Un an après, la paix selon Trump peine à s’installer dans l’est de la RDC

Un an après, la paix selon Trump peine à s’installer dans l’est de la RDC

Le 27 juin 2025, Donald Trump annonçait avec fierté dans le bureau ovale de la Maison-Blanche la signature d’un accord de paix entre l’Alliance fleuve Congo (AFC) et le Mouvement du 23 mars (M23) en République Démocratique du Congo (RDC). Cet accord, ratifié en décembre 2025 par le Rwanda et la RDC, s’inscrivait dans une série d’initiatives diplomatiques, dont le processus de Doha, visant à mettre un terme à un conflit qui avait échoué à être résolu par le processus panafricain de Luanda.

Cependant, un an après la ratification, les résultats sont décevants. Le Baromètre des accords de paix en Afrique, un organisme d’experts, a constaté que les progrès dans la mise en œuvre de l’accord demeurent limités et inégalement répartis. Selon un rapport publié le 30 juin, « les avancées enregistrées dans sa mise en œuvre restent globalement limitées ».

35 % de taux d’exécution

Depuis août 2025, le Baromètre a documenté que, durant l’année écoulée, « 22 des 30 engagements prévus par l’accord ont connu un début de mise en œuvre, à des niveaux variables », représentant un taux d’exécution global de 35 %. La RDC a réalisé 18 des 26 tâches qui lui incombaient, soit un score de mise en œuvre de 31,7 %, tandis que le Rwanda a complété 15 des 22 tâches prévues, avec un taux d’exécution de 30,6 %.

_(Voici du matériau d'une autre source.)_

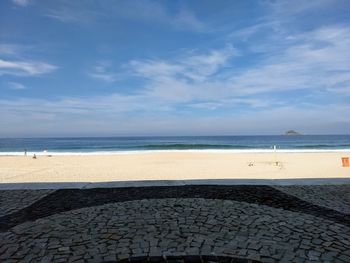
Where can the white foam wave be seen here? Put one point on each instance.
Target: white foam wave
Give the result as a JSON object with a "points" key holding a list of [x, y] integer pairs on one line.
{"points": [[49, 153]]}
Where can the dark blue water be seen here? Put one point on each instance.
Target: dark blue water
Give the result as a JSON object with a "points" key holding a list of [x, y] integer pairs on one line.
{"points": [[105, 144]]}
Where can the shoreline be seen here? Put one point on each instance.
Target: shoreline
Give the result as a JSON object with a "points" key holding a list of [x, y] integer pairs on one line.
{"points": [[122, 152]]}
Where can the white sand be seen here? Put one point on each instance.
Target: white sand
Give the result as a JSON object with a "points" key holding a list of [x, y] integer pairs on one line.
{"points": [[172, 166]]}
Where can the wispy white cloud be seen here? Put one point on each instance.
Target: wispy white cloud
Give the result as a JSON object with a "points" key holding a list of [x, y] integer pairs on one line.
{"points": [[11, 50], [25, 68], [143, 11], [16, 86], [21, 2], [103, 70], [73, 14]]}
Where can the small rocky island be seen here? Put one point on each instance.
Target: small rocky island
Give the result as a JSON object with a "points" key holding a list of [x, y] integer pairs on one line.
{"points": [[292, 132]]}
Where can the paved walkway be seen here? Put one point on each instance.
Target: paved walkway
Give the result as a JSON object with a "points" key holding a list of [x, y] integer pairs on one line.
{"points": [[235, 223]]}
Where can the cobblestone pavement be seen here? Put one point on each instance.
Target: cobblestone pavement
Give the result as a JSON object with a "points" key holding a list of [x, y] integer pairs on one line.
{"points": [[14, 200], [336, 197], [243, 223]]}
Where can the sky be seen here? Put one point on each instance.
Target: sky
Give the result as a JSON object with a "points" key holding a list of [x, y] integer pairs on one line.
{"points": [[152, 68]]}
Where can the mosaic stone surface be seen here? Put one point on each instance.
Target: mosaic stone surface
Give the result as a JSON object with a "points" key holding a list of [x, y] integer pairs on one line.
{"points": [[174, 224]]}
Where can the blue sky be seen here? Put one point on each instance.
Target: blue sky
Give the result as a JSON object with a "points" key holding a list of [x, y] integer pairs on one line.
{"points": [[125, 67]]}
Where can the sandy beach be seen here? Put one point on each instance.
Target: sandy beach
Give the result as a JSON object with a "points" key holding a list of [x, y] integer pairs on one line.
{"points": [[172, 166]]}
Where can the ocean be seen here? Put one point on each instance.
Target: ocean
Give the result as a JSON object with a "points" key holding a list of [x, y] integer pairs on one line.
{"points": [[107, 145]]}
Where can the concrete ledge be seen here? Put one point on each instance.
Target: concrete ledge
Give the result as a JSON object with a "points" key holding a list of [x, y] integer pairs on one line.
{"points": [[149, 183]]}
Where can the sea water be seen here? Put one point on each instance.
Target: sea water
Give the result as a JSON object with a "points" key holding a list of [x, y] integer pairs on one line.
{"points": [[108, 145]]}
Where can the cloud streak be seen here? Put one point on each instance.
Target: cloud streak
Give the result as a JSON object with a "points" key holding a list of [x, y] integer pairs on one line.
{"points": [[25, 68], [21, 3]]}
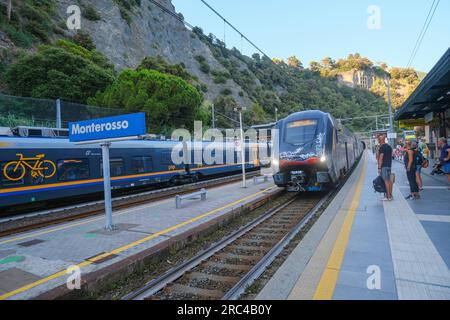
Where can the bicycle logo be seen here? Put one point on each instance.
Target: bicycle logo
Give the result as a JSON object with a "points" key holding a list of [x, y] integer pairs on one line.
{"points": [[16, 170]]}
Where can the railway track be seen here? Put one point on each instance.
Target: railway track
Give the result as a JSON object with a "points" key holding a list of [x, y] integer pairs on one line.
{"points": [[228, 267], [26, 222]]}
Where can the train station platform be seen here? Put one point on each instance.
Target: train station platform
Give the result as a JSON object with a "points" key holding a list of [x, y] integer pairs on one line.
{"points": [[34, 263], [364, 249]]}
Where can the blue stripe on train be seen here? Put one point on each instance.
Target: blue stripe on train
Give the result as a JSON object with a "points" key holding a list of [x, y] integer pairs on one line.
{"points": [[13, 193]]}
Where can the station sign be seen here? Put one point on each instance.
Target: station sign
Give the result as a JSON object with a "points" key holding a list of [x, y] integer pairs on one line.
{"points": [[392, 135], [108, 128], [410, 124]]}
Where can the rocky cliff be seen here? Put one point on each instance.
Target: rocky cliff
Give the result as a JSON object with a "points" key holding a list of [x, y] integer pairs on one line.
{"points": [[149, 32]]}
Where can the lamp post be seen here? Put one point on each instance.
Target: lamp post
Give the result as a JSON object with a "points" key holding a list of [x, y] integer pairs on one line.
{"points": [[391, 116], [244, 180], [213, 116]]}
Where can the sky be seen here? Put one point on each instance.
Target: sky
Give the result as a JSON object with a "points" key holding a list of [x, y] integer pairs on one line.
{"points": [[314, 29]]}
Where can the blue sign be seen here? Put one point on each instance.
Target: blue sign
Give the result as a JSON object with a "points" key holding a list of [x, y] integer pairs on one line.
{"points": [[128, 125]]}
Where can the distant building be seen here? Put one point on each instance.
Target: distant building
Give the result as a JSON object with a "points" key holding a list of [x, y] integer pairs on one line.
{"points": [[358, 78]]}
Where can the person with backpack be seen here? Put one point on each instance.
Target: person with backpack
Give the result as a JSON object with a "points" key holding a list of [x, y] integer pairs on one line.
{"points": [[410, 166], [385, 166], [419, 160], [445, 157]]}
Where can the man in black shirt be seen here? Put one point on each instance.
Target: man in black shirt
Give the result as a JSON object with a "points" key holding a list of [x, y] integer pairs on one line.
{"points": [[385, 165]]}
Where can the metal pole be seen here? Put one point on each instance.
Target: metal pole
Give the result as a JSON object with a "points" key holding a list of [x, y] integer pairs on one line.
{"points": [[244, 181], [58, 114], [391, 117], [107, 185], [213, 117]]}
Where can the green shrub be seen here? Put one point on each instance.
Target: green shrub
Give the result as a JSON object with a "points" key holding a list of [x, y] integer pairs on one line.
{"points": [[56, 72], [168, 100], [226, 92], [21, 39]]}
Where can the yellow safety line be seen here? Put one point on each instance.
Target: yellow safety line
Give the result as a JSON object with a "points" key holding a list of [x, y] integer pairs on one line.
{"points": [[128, 246], [37, 234], [78, 182], [327, 284]]}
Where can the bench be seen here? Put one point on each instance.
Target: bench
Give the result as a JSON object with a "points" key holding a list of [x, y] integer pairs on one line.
{"points": [[261, 179], [202, 193]]}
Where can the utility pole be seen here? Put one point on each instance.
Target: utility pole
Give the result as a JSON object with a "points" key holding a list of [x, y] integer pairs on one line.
{"points": [[391, 116], [58, 114], [244, 180], [9, 9], [213, 117], [107, 185]]}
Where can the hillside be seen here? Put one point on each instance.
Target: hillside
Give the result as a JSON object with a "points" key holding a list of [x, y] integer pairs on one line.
{"points": [[117, 35]]}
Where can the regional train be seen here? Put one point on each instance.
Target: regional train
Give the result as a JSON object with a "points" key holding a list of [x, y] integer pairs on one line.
{"points": [[36, 170], [313, 152]]}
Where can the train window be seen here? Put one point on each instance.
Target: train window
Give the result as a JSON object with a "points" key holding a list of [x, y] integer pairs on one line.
{"points": [[302, 131], [116, 167], [9, 178], [142, 165], [167, 158], [73, 169]]}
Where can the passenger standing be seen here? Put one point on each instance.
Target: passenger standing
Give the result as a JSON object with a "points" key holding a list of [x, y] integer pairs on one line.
{"points": [[418, 160], [410, 166], [445, 157], [385, 166]]}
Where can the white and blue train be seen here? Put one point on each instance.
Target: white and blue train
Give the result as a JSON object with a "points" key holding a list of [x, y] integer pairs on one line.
{"points": [[313, 152]]}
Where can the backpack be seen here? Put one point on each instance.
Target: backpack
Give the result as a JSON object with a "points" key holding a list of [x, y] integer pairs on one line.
{"points": [[379, 185], [419, 159]]}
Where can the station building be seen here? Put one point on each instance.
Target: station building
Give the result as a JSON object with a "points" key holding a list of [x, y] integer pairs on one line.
{"points": [[429, 105]]}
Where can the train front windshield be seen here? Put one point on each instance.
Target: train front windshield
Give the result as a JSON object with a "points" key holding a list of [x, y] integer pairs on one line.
{"points": [[301, 132]]}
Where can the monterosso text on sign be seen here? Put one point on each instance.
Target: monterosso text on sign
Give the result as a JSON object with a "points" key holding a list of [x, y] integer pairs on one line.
{"points": [[128, 125], [80, 129]]}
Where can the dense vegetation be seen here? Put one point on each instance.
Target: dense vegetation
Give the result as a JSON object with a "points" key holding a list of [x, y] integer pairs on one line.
{"points": [[72, 69], [169, 101], [288, 87], [65, 71], [30, 22]]}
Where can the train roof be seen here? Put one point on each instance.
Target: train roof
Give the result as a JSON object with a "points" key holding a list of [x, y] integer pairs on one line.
{"points": [[315, 114]]}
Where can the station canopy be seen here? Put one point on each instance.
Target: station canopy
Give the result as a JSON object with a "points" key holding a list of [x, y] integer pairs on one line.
{"points": [[432, 95]]}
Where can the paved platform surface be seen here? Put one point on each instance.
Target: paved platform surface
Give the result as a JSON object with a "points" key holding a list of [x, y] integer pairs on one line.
{"points": [[36, 262], [362, 248]]}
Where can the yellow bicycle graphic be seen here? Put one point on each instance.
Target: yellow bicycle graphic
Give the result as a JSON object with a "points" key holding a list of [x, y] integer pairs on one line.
{"points": [[41, 168]]}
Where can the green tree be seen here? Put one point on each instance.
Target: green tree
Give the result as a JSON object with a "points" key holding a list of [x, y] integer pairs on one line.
{"points": [[294, 62], [53, 72], [169, 101]]}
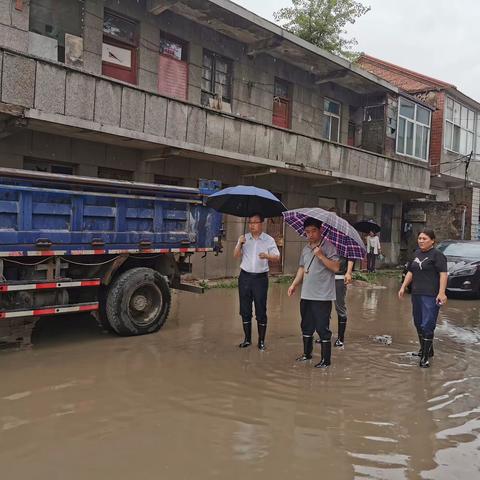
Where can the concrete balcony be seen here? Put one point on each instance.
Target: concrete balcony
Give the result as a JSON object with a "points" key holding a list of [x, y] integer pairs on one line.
{"points": [[47, 96]]}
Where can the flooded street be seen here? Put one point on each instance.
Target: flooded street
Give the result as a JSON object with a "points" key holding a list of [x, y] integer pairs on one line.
{"points": [[186, 403]]}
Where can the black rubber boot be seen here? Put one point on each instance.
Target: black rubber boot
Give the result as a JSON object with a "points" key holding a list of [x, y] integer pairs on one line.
{"points": [[307, 349], [342, 326], [247, 329], [420, 341], [262, 330], [326, 354], [426, 350]]}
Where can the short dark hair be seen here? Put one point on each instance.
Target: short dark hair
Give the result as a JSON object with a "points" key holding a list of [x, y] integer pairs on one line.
{"points": [[312, 222], [261, 217], [428, 232]]}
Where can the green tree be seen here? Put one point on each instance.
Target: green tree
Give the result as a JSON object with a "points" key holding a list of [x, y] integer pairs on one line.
{"points": [[322, 22]]}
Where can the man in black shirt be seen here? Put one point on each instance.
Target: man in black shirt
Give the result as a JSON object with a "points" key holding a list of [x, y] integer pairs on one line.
{"points": [[428, 275]]}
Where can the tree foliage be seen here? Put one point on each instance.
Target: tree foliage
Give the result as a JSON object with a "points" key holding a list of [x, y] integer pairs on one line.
{"points": [[322, 22]]}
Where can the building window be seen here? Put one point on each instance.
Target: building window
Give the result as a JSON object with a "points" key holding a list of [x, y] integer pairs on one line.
{"points": [[173, 47], [413, 138], [351, 207], [38, 165], [281, 104], [331, 128], [165, 180], [56, 30], [216, 79], [173, 67], [369, 210], [327, 203], [115, 174], [119, 51], [459, 127]]}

Ces progrès sont jugés « limités » en raison d’un « déséquilibre dans les priorités d’exécution », les parties se concentrant sur des dimensions institutionnelles et économiques, au détriment des engagements sécuritaires essentiels. Les mes sécuritaires, telles que le démantèlement des Forces démocratiques de libération du Rwanda (FDLR), accusent un retard significatif, leur mise en œuvre n’ayant réellement commencé qu’à la fin de mars 2026. L’accord de paix semble donc loin d’une application durable, les deux parties continuant de s’accuser mutuellement de violations des engagements, alors que le conflit se poursuit dans l’est du pays, aggravé par l’épidémie d’Ebola.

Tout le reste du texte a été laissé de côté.